Baseball, by any reasonable standard, is more popular than it has ever been. Part of this is simply the quality of play. With the growth of the international game and with the influx of superbly talented Latin and East Asian players, the talent pool is bigger than in the past.
But part of it is the fact that there isn't the threat of a work stoppage hanging over every other season. The players and the owners are no longer incessantly sniping at each other. Once, the two sides seemed to the general public to be sworn enemies. Now, the two parties are publicly pals. This is good. It allows baseball fans to focus on the games rather than the arguments.
The new Collective Bargaining Agreement between Major League Baseball and the Players Association will stretch through 2011. That means that labor peace will have governed the game for 16 straight years. The previous record was more like 16 minutes.
So when the commissioner of baseball, Bud Selig, refers to this era, as he often does, as "the golden era of baseball," a big part of the shining quality of this era is labor peace.
In an interview with MLB.com, the commissioner expanded upon the importance of achieving, and maintaining, labor peace in baseball.
"We had an attendance record for the third straight year," Selig said. "You know my love of history, so I take this all the way back, and even when I compare it to 15 or 20 years ago, this is stunning -- the average team drawing 2,535,000. Revenues up over $5.3 billion. Unheard of, the sport's never been more popular.
"There are a number of reasons. One of the primary ones is labor peace. We killed ourselves for years, the hatred between the parties, the daily columns about the owners and about the commissioner and about the players, and owners mad at players, and owners mad at the commissioner and players mad at the owners. That's history.
"I've often said to the clubs: 'When we can focus on the field, we'll do great, we'll do brilliantly.'
"[The importance of] labor peace cannot be overstated. This issue did us damage there from 1972 through 1995. It was brutal. Eight work stoppages and a lot of damage in between.
"I had been chairman of the Player Relations Committee, so I knew how bad things had been. But I remember saying over and over, 'It just can't go on like this.' I understand how fans feel. I was a fan. I still am a fan at heart, in a lot of ways.
"Fans just don't want to read about [labor problems]. All the confrontations between the owners and the players served just to poison all the waters around us so badly. And this sport was stuck in neutral for too long."
When it comes to labor relations, the game is now in a forward gear. The new CBA was negotiated without a hint of discord. In fact, as far as public discussion, it was practically negotiated without a sound. This was the other end of the spectrum from the constant, bitter, public disputes that previously characterized the process.
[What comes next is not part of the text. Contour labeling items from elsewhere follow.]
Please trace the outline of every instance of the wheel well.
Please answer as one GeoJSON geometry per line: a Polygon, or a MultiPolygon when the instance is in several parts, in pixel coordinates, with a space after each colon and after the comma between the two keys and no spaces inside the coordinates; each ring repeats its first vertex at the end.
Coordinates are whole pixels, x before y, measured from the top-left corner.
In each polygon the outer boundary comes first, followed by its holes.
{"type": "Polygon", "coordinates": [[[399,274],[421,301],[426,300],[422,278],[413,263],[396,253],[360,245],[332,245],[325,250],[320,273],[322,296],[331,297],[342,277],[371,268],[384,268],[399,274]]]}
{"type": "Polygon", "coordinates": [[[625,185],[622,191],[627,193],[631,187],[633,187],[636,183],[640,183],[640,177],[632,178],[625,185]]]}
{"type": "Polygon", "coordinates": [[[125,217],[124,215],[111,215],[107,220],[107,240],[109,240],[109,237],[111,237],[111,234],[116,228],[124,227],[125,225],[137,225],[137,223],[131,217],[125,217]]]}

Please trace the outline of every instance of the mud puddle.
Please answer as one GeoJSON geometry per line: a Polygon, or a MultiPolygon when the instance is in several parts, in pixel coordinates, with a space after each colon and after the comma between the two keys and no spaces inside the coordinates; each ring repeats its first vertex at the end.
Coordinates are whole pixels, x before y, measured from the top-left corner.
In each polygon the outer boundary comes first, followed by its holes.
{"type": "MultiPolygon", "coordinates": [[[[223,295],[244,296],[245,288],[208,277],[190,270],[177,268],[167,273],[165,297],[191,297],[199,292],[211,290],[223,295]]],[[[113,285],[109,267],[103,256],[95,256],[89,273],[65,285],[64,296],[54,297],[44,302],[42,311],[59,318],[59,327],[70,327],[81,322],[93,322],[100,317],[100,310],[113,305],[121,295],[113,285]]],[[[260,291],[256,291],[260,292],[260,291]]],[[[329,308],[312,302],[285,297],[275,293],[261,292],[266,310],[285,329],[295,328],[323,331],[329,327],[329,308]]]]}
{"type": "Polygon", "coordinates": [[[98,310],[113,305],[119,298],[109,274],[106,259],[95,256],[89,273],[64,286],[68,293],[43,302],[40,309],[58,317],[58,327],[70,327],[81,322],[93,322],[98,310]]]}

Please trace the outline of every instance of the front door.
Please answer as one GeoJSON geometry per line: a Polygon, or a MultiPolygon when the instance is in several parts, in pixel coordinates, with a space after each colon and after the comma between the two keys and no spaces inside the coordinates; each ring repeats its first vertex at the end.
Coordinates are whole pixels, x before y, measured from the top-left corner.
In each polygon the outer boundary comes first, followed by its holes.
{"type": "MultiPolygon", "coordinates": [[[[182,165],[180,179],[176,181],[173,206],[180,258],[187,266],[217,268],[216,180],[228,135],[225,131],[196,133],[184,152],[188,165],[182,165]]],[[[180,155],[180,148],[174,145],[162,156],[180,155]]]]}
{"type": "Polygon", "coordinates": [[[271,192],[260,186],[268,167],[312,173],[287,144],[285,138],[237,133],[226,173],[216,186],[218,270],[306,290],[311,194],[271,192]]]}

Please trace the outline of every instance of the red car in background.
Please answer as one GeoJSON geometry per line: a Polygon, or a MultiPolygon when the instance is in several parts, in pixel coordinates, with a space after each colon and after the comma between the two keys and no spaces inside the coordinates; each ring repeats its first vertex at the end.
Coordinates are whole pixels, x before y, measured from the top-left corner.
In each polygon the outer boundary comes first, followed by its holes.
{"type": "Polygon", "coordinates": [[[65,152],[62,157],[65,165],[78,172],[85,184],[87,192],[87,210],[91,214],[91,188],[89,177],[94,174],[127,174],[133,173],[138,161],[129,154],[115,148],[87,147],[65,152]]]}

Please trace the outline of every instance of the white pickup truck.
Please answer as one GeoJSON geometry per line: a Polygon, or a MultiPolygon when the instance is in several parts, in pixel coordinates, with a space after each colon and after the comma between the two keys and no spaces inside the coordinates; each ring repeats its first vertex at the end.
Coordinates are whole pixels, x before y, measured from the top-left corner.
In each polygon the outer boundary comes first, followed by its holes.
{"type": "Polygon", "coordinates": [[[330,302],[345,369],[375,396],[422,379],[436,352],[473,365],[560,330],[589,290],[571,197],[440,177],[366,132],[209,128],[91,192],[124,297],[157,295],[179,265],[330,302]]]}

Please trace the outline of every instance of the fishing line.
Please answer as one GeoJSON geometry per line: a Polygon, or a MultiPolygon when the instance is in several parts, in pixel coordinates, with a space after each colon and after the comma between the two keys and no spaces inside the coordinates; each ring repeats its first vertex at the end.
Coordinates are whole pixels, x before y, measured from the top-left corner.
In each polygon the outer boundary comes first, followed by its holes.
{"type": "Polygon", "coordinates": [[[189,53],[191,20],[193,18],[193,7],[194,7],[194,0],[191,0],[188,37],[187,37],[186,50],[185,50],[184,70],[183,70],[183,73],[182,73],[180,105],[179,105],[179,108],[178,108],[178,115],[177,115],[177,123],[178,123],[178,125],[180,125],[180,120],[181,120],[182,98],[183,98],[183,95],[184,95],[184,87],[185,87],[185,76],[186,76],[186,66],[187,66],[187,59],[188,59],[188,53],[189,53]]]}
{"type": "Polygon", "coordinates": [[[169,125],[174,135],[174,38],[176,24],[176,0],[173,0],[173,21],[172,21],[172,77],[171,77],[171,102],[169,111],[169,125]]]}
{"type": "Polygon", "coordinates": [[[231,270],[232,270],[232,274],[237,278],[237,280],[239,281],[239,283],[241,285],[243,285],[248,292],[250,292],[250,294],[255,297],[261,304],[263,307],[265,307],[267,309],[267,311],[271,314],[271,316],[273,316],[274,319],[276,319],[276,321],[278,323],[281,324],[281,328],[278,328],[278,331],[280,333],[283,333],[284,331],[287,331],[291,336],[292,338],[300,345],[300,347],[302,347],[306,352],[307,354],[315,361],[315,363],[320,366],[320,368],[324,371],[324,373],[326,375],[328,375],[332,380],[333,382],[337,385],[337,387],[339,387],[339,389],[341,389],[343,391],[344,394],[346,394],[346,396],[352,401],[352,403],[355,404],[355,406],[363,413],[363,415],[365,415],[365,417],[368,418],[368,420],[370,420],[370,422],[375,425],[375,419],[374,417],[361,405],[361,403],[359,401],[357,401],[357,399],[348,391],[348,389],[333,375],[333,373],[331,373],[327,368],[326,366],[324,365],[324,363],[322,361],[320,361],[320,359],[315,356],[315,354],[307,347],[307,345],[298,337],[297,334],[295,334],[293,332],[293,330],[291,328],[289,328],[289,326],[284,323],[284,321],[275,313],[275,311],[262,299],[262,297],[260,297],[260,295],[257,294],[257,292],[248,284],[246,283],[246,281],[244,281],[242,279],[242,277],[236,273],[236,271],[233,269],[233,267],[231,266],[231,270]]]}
But it wasn't only that. For instance, MLB and the union worked in total harmony to create the first World Baseball Classic. This event was not just a success. It was a transcendent display of the international growth of baseball. And it couldn't have happened without baseball labor and management working in concert.
When fans are allowed to focus on the field, instead of labor debates, baseball is a different game, a better game. Whatever else happens, plus or minus, baseball fans can be assured that the bad old days of labor discord, strikes, lockouts and festivals of finger-pointing will not return any time soon.
"Labor peace now, it's going to be 16 years," the commissioner says with obvious satisfaction.
No, it isn't quite peace on Earth. But it is labor peace in the grand old game's portion of the planet.